Startup founders typically face a fundamental tradeoff: They can grow the company, increasing its value and the value of their shares, but to do so they must give up some control. Or, they can keep control, at the expense of growth. That tradeoff exists for good reason: Investors who supply the capital necessary to grow want to make sure their money will be well spent. Co-founders and employees who join the startup want to know that it is well managed. To grow their startup to its full potential, a founder needs to relinquish control. But in cases like the collapse of FTX, this tradeoff breaks down — with predictable but disastrous results. It’s time to retire the founder-as-monarch model.
The collapse of the FTX cryptocurrency exchange is a case study in what goes wrong when a startup grows quickly without any checks or balances. Although we rightly associate a startup’s success with the vision of its founder, there’s a reason we don’t typically let founders operate without any oversight. When founders are allowed to act like monarchs, their startups are more likely to fail — often with dire consequences for customers, employees, investors, and society.
In 2012, I wrote a book about startups called The Founder’s Dilemmas, based on data I collected on nearly 10,000 founders and my firsthand work with dozens of founders. I described a key tradeoff that entrepreneurs face: they can be rich or they can be king (or queen). By that I meant that if an entrepreneur insists on maintaining complete control, their company is less likely to grow because they will have trouble raising capital, involving cofounders effectively, and attracting the best employees. If they raise capital to maximize their chances of growing (and of making their startup more impactful) they’ll have to give up some control. Likewise with attracting cofounders and employees to increase growth.
There have always been exceptions to the rule, from Bill Gates at Microsoft to Mark Zuckerberg at Facebook. Sometimes a company grows so quickly that its founder manages to stay in control. Usually, though, the tradeoff is sharp: After the startup is more than 2-3 years old, for each degree of control that a founder retains (keeping the CEO position or keeping control of the board), the company’s value tends to be 20% lower on average. Founders who keep control of both nearly halve the value of their company.
This tradeoff between growth and control exists for good reason. Investment is usually critical for a startup’s growth, but investors need to protect their investment and maximize their return. That means they take on some control, often by taking a seat on the board — and in dire cases by replacing the founder with a new CEO if the company gets off track.

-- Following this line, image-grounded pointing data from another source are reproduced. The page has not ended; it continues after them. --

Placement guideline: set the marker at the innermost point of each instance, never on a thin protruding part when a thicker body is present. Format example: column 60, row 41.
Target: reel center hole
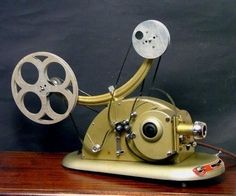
column 29, row 73
column 32, row 102
column 55, row 70
column 58, row 103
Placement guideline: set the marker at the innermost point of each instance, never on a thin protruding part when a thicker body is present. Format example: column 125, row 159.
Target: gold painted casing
column 164, row 145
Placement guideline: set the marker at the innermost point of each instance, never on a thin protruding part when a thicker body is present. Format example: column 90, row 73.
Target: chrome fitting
column 199, row 130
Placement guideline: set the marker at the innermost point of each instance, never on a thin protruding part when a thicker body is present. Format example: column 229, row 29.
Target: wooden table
column 41, row 173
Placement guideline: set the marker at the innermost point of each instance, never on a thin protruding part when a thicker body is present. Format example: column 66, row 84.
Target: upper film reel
column 150, row 39
column 44, row 87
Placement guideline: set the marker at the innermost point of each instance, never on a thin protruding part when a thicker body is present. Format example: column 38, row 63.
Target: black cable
column 123, row 64
column 232, row 155
column 96, row 111
column 155, row 73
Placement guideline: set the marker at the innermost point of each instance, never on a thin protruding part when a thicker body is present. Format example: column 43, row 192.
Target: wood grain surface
column 34, row 173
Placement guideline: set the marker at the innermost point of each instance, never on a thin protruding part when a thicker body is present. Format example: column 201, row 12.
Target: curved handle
column 122, row 91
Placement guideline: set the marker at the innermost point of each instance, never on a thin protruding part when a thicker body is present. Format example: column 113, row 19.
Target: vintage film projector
column 140, row 136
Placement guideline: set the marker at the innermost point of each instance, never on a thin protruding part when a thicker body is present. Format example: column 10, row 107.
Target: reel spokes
column 44, row 87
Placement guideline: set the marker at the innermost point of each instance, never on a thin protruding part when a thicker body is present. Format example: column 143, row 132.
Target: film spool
column 43, row 87
column 150, row 39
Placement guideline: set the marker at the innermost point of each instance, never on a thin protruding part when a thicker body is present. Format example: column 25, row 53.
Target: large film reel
column 44, row 87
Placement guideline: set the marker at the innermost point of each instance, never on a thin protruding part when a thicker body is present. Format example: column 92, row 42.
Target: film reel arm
column 122, row 91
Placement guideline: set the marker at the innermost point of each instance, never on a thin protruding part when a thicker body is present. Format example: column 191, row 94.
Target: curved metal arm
column 121, row 92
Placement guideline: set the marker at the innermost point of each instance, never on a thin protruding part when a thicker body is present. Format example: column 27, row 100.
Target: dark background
column 198, row 70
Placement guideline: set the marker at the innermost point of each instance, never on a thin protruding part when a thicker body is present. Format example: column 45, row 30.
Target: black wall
column 198, row 70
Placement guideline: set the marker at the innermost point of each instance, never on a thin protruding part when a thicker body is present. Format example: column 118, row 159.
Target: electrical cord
column 226, row 152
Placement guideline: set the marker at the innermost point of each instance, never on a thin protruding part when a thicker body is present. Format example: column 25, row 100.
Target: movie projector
column 141, row 136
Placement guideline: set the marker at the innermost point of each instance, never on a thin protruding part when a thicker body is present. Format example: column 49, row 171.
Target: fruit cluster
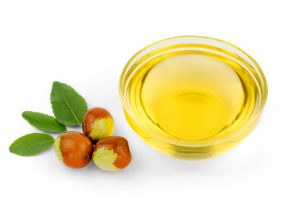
column 110, row 153
column 75, row 149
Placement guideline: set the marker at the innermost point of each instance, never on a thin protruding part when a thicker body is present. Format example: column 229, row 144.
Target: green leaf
column 68, row 106
column 31, row 144
column 43, row 122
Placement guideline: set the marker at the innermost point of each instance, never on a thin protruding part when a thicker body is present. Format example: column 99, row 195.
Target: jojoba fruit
column 97, row 124
column 74, row 149
column 112, row 153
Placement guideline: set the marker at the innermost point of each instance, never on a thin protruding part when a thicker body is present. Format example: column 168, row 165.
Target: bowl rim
column 251, row 119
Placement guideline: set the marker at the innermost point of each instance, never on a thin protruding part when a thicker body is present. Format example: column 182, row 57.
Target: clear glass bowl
column 163, row 141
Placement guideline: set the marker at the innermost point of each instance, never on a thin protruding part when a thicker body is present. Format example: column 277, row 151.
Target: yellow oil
column 191, row 97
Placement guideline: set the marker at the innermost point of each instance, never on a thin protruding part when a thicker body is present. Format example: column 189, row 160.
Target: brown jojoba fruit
column 74, row 149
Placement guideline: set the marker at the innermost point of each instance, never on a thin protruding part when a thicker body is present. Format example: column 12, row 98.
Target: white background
column 87, row 43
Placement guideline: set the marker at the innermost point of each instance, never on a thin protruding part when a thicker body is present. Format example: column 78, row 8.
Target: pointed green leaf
column 68, row 106
column 31, row 144
column 43, row 122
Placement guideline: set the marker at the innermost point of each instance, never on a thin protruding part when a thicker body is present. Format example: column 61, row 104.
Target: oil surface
column 193, row 96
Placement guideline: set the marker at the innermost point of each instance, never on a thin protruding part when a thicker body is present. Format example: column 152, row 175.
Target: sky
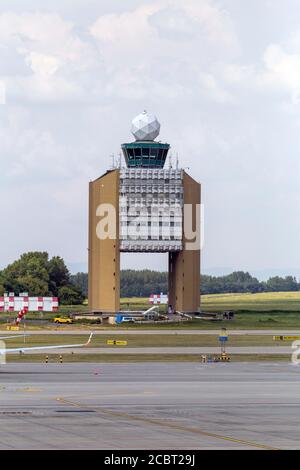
column 223, row 78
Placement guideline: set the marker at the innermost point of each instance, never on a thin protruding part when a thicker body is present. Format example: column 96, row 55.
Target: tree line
column 39, row 275
column 146, row 282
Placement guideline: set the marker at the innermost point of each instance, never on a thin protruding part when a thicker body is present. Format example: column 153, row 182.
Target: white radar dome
column 145, row 126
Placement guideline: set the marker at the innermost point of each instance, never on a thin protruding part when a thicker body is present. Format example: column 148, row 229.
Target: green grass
column 131, row 358
column 276, row 310
column 135, row 341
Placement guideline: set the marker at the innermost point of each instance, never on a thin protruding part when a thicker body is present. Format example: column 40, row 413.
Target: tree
column 80, row 280
column 70, row 295
column 34, row 273
column 59, row 275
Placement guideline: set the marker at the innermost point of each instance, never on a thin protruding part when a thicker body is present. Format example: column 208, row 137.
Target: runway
column 150, row 406
column 162, row 331
column 169, row 350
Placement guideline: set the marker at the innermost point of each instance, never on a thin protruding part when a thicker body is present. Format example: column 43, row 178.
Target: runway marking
column 169, row 425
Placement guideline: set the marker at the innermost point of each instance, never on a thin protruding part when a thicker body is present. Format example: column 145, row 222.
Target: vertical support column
column 104, row 254
column 184, row 266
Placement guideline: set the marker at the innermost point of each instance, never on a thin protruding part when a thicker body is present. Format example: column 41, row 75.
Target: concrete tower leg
column 184, row 266
column 104, row 253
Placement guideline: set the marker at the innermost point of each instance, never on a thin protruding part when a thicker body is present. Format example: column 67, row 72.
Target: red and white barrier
column 158, row 299
column 32, row 304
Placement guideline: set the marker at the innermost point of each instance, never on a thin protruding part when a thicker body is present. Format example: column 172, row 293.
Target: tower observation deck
column 145, row 152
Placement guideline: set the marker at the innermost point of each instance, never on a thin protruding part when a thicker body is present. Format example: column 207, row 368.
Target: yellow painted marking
column 113, row 342
column 285, row 338
column 169, row 425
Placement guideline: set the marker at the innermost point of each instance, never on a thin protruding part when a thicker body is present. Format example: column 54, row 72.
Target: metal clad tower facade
column 148, row 207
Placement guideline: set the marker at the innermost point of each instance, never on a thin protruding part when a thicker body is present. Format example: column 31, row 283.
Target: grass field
column 147, row 340
column 117, row 358
column 266, row 301
column 277, row 310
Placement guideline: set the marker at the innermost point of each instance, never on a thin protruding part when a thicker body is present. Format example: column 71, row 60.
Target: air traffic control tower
column 146, row 207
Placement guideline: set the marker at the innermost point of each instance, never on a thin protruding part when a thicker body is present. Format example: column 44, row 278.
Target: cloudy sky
column 222, row 76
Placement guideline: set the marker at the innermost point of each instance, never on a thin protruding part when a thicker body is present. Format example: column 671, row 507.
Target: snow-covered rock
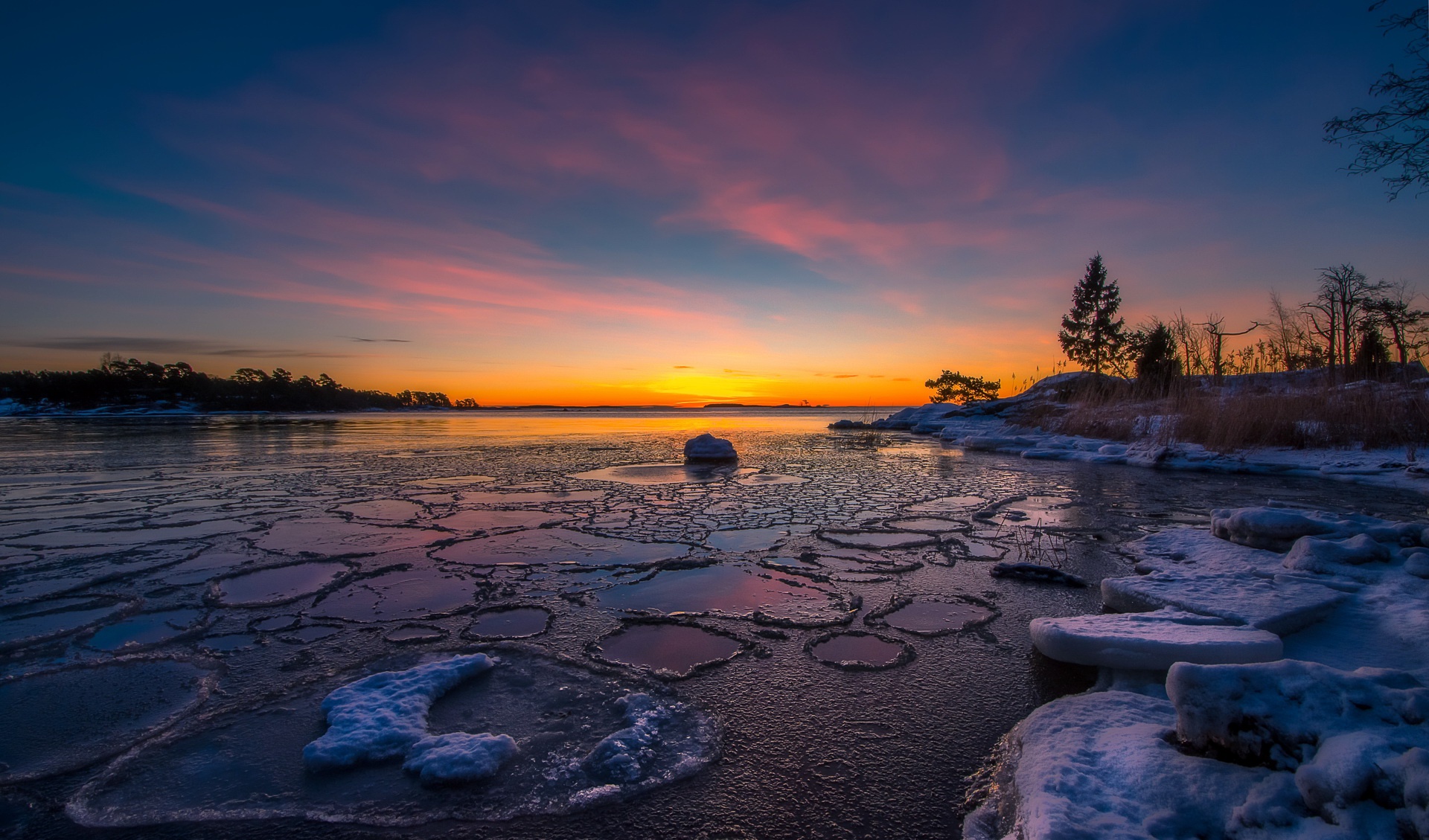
column 1278, row 714
column 1331, row 556
column 1331, row 743
column 1351, row 746
column 459, row 756
column 1101, row 766
column 706, row 447
column 1152, row 641
column 385, row 714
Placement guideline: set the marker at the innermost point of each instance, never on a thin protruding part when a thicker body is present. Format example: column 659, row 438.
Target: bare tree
column 1218, row 339
column 1393, row 310
column 1395, row 138
column 1340, row 310
column 1192, row 343
column 1285, row 330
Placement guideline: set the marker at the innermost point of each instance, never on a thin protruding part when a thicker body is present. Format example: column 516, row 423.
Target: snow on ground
column 459, row 756
column 986, row 429
column 1328, row 742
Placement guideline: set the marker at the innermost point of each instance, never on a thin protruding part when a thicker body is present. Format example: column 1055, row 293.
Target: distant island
column 127, row 385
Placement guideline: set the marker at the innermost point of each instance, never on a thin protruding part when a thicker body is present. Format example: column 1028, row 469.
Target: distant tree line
column 1351, row 329
column 132, row 383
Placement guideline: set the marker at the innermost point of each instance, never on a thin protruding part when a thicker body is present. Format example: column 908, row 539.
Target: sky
column 668, row 203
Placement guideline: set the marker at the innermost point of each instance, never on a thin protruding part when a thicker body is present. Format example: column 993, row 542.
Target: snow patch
column 459, row 756
column 622, row 754
column 385, row 714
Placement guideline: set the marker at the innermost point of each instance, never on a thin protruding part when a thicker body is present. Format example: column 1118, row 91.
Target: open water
column 179, row 594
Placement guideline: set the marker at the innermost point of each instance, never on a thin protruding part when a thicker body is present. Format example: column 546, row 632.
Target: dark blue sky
column 632, row 200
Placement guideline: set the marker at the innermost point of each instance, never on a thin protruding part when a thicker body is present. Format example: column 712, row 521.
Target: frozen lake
column 815, row 626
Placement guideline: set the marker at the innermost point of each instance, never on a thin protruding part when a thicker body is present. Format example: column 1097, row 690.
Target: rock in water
column 708, row 447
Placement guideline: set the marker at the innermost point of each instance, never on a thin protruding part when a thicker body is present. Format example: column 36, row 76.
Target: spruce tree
column 1092, row 335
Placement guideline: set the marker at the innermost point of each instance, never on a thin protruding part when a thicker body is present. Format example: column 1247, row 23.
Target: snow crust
column 622, row 754
column 1152, row 641
column 459, row 756
column 1238, row 743
column 385, row 714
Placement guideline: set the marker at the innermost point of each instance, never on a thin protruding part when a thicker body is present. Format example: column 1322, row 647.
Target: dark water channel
column 203, row 573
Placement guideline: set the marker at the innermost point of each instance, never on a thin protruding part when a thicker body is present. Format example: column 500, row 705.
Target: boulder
column 706, row 447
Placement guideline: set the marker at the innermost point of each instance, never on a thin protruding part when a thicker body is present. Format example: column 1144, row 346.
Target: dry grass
column 1365, row 414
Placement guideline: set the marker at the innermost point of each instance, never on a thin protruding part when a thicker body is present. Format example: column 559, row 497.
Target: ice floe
column 385, row 714
column 1152, row 641
column 859, row 652
column 666, row 649
column 1238, row 743
column 63, row 719
column 535, row 734
column 459, row 756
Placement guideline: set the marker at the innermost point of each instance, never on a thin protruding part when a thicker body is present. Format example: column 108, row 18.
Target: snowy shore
column 1198, row 726
column 995, row 428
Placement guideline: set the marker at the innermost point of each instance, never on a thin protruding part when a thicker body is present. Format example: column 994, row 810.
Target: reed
column 1364, row 414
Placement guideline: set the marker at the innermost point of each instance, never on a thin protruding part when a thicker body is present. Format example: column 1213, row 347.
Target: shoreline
column 995, row 428
column 1264, row 679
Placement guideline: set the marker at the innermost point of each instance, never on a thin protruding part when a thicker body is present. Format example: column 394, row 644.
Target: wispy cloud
column 176, row 346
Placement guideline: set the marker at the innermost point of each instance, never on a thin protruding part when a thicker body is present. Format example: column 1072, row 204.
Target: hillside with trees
column 132, row 385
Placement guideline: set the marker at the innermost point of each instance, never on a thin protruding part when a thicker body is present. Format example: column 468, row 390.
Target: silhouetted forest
column 146, row 385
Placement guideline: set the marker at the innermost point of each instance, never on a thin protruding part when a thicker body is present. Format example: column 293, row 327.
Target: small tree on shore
column 1340, row 309
column 1092, row 335
column 1393, row 312
column 956, row 388
column 1157, row 362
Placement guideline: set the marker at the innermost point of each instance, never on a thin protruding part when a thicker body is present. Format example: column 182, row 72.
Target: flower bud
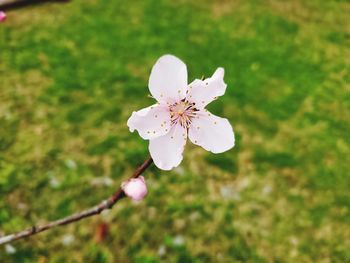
column 135, row 188
column 2, row 16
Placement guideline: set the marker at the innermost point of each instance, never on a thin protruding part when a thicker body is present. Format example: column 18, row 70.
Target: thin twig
column 106, row 204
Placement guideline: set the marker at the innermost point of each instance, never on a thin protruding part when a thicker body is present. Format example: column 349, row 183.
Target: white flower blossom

In FTX’s case, the founder was almost completely unchecked. In fact, the lack of oversight was seemingly so extreme that it makes Zuckerberg’s iron grip on Facebook look like a democracy. At least Facebook (now Meta) has a board of directors and audited financials. FTX resisted creating an official board of directors until January, the VCs who invested in FTX did not get board seats — and its financials were an epic mess. Top executives included several of the founder’s college friends. And it was headquartered in the Bahamas, reportedly because of its lighter regulatory touch.
These were all red flags that should have either turned investors away or led them to insist on taking more control and instituting better governance practices. Instead, FTX was able to raise some $2 billion, including from top-tier VC firms like Sequoia and NEA.
It may seem that the growth-control tradeoff is breaking down. As I said, there have always been exceptions, and while there’s no definitive evidence available, it is possible there are more exceptions now. One cause could be the proliferation of startup capital over the past decade. There’s been more startup funding options, with the rise of corporate VCs, giants like SoftBank and Tiger Global, and new sources like crowdfunding. Maybe fast-growing startups just have more leverage than they used to have. That would explain the “founder-friendly” branding of some major VC firms, like Andreessen Horowitz. While not new (Greylock positioned itself similarly a decade prior), firms like a16z have taken the concept further, and among other things publicly brag about not replacing founders with “adult supervision.”
Even so, there’s nothing founder friendly about ignoring good governance and eschewing checks and balances. In fact, all parties involved, from investors to the founder to society at large, benefit from the growth-control tradeoff. Without the necessary discipline, value is harmed by founders remaining unchecked monarchs.
Founders benefit from checks and balances because they increase the value of the company, as my former Harvard Business School collaborator, venture capitalist Jeffrey Bussgang, explained for HBR last week. It makes the company more trustworthy, easier to finance, and less likely to implode.
For those same reasons, checks and balances help employees. It raises the value of their equity and lessens the risk of an in-over-their-head founder messing up their careers. And as we have seen from FTX, checks and balances help society at large by preventing frauds and bank runs.
Checks and balances come in many forms. Competent boards staffed by outsiders can provide advice and accountability; auditors can ensure that a company’s financials check out; and, yes, regulators can make sure a company does not take advantage of its customers or otherwise break the law.
None of these constraints is fail safe. Even with good governance companies often fail — and startups fail more often than most. There’s an old saying that I often quote when discussing this topic: “Monarchy is the greatest method of decision-making in the world, as long as the monarch is infallible.” But founders aren’t infallible and they’re more likely to err when they are unchecked. It’s time to retire the founder-as-monarch model.